If it sounds more like a yoga teacher than a doctor, that’s no accident. As with most wearables, the company hasn’t earned approval from the Food and Drug Administration, so it can’t make medical-grade diagnoses or weighty health claims.

But the company insists the product is based on sound science. Co-founder and Chief Product Officer Neema Moraveji is director of Stanford University’s Calming Technology Lab, which studies how products can mitigate the effects of stress.

During moments of tension, the body releases stress hormones, the heart beats faster and the lungs pick up speed, he said. Breathing is one of the few physiological symptoms that we can exercise direct control over, particularly when we’re made aware that it’s out of whack. That, in turn, helps the rest of the body return to a normal state.

“Skin sweating, you have no control over,” Moraveji said in an interview. “But respiration sits at the conscious/unconscious border.”

The device also tracks steps and body position. It comes with standard wearable sensors, including an accelerometer, as well as a few the company declines to discuss. They’ve applied for a patent to protect the technology (which means nothing more than what that sentence says).

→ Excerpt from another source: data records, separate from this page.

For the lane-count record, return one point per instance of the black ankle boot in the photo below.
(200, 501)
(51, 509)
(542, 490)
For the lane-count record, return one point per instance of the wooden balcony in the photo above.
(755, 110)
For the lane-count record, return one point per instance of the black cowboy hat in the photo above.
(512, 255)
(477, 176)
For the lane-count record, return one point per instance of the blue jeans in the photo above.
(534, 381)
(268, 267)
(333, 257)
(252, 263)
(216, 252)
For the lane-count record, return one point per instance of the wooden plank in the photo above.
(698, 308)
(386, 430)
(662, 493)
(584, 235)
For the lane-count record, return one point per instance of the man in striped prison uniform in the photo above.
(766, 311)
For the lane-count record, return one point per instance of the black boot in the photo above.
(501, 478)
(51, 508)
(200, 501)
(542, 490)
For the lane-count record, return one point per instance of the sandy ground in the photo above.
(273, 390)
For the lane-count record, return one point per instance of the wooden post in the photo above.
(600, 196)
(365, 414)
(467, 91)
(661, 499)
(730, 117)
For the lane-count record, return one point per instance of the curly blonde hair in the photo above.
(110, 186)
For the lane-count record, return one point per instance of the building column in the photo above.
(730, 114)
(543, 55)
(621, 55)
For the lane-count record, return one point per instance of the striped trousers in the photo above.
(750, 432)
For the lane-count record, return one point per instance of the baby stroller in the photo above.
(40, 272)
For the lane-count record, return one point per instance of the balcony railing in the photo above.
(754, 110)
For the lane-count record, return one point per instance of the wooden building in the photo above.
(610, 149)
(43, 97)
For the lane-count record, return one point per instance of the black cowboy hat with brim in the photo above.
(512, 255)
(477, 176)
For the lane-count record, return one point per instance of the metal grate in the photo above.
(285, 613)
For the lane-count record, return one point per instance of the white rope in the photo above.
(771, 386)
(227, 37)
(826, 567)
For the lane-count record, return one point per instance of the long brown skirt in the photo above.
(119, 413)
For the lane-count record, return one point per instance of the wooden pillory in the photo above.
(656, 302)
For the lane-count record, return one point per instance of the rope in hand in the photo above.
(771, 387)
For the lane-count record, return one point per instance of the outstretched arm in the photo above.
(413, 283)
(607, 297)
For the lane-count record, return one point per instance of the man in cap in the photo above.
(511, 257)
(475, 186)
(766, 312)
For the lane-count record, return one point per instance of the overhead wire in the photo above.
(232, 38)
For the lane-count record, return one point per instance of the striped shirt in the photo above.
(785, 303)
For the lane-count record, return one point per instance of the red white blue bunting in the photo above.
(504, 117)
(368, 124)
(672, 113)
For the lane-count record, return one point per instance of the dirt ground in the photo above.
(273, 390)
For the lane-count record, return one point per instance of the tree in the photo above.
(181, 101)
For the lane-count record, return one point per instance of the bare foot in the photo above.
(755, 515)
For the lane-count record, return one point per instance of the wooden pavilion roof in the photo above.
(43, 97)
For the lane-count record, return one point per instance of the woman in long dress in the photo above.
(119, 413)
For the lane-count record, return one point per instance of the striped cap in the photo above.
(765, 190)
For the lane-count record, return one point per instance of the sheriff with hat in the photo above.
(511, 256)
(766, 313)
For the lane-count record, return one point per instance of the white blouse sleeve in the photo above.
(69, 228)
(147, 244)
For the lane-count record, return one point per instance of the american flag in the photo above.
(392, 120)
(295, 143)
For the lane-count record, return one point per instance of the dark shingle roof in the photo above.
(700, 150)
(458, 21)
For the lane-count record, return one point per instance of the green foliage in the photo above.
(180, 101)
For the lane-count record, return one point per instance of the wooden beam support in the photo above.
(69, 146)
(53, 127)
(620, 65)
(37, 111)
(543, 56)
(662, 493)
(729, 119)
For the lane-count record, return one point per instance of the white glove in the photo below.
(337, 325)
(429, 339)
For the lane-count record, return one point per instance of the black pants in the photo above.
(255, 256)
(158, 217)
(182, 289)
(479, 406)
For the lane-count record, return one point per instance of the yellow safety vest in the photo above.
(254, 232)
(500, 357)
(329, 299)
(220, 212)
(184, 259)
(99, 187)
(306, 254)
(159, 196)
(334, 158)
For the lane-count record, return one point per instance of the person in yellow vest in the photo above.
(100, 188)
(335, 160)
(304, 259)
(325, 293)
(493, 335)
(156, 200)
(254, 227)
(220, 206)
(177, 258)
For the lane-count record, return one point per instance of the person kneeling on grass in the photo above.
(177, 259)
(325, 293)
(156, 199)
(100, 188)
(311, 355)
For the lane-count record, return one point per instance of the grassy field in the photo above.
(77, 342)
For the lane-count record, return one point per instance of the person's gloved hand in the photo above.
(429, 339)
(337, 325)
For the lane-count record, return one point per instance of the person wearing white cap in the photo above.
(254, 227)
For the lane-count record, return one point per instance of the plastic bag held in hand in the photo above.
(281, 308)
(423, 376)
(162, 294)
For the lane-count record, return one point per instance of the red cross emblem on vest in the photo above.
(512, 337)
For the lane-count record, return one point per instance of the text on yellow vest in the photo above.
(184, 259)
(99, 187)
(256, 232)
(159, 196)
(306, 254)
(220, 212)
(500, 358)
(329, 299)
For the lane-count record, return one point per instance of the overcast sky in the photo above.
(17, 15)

The package includes a mahogany cork wireless charging dock that looks like a fancy drink coaster. The app connects via Bluetooth low energy, promising a light impact on battery life. When open, it registers every breath in real time by appearing to fog up.

So who’s their target customer?

“In a sense, it’s everyone,” said Jonathan Palley, co-founder and chief executive officer. “But where we see the beginning is people who identify with the idea that feeling healthy at the end of the day is about more than fitness.”